Headquarters of The Company in downtown Gloucester, Mass.: "We are shocked and saddened."
Plunder and Mischief are also shareholders and unofficial advisors to The Company, a multi-billion dollar, hydra-like freight contractor based in Gloucester, Massachusetts. Company spokesperson Tim Gasterman expressed surprise on behalf of the corporation. “We are as surprised as anyone that one of our best contractors should spiral out of orbit, and are doing everything we can to discover the reasons for this tragic misadventure.”
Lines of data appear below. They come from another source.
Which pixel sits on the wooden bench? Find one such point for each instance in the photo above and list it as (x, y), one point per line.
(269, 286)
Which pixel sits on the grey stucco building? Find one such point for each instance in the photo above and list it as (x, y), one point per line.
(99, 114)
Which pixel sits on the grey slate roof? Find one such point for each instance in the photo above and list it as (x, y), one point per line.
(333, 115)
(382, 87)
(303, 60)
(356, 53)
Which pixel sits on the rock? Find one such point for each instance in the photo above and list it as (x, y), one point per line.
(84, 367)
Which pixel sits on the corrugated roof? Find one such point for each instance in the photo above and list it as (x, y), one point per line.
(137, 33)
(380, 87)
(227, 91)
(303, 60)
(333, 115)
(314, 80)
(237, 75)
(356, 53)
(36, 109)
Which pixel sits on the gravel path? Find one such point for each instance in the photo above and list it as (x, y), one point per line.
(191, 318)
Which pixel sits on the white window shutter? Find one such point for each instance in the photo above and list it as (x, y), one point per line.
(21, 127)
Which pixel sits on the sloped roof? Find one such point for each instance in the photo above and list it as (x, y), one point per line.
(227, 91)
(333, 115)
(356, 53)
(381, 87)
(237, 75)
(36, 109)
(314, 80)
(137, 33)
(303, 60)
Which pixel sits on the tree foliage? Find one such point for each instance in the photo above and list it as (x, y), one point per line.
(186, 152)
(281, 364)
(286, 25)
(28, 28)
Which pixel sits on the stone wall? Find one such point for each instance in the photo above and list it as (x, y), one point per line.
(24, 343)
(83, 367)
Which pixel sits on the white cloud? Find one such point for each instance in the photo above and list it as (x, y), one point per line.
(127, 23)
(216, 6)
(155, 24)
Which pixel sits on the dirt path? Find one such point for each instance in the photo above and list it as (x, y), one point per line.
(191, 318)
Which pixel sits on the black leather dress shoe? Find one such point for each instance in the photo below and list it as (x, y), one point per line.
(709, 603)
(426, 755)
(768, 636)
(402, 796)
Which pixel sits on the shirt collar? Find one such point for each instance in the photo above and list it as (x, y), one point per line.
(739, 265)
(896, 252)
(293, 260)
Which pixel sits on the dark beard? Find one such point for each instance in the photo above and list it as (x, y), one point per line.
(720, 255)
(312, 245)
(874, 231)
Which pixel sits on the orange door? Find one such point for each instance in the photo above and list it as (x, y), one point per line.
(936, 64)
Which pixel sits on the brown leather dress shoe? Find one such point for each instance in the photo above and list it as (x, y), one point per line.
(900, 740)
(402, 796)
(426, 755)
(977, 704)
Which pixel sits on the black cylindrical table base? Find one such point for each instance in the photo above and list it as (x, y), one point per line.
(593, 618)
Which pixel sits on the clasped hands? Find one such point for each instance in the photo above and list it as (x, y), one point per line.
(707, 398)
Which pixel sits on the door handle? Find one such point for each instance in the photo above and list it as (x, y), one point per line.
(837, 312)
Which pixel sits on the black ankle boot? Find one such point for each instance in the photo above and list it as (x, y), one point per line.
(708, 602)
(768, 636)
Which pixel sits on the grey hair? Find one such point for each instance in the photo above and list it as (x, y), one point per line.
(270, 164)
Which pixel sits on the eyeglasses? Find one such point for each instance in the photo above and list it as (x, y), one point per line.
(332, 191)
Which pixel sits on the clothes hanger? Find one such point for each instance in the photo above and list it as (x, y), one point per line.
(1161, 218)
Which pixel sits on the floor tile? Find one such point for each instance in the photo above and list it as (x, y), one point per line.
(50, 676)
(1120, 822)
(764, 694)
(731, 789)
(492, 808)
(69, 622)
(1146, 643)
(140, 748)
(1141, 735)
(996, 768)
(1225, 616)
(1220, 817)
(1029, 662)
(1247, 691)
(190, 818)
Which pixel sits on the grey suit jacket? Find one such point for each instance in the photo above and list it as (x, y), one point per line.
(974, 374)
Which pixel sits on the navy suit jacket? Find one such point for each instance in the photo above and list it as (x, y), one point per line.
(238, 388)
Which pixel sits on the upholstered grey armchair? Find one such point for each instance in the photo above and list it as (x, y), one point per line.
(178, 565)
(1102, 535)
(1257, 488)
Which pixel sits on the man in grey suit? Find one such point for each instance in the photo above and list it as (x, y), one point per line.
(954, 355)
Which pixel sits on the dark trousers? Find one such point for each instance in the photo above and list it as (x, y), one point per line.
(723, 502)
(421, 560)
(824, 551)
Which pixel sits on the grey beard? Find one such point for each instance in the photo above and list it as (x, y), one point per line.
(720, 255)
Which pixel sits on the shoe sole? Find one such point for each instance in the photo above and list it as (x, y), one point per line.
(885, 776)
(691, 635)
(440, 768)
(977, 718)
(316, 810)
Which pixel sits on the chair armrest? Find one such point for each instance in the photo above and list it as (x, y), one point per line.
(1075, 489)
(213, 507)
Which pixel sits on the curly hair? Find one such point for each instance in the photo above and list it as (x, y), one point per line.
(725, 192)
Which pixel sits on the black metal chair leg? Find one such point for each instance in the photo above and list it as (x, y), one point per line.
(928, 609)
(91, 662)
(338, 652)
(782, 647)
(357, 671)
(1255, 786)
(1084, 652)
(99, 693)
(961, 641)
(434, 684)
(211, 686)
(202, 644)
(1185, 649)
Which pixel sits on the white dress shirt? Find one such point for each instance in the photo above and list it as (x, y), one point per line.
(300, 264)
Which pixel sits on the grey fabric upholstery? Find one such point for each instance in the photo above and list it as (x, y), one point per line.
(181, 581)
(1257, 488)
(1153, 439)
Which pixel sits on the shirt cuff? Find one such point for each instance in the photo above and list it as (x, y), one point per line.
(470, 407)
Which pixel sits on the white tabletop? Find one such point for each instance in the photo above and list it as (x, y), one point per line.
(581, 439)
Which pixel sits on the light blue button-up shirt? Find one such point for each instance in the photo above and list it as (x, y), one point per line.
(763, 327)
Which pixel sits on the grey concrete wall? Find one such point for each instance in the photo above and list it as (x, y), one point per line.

Bob Brown, a sub-contractor in Gloucester and owner of the Nostromo, appeared ashen and taciturn at Monday’s inquiry. “She’s a great vessel,” he said, “and while it looks as though this may have been her final voyage, if anyone can turn this thing around it’s that high-flying, hell-for-leather bastard, Dallas!” (Brown was referring to the Nostromo’s charismatic – some say reckless – captain, Dallas Wells.)
Dallas Wells, acting captain of the USS Nostromo at the time of her disappearance. Wells was famous for his ability to 'finesse' liaisons between The Company and his crew. (Readers will recall Wells' deft handling of what came to be known as 'the bonus situation' back in '48.)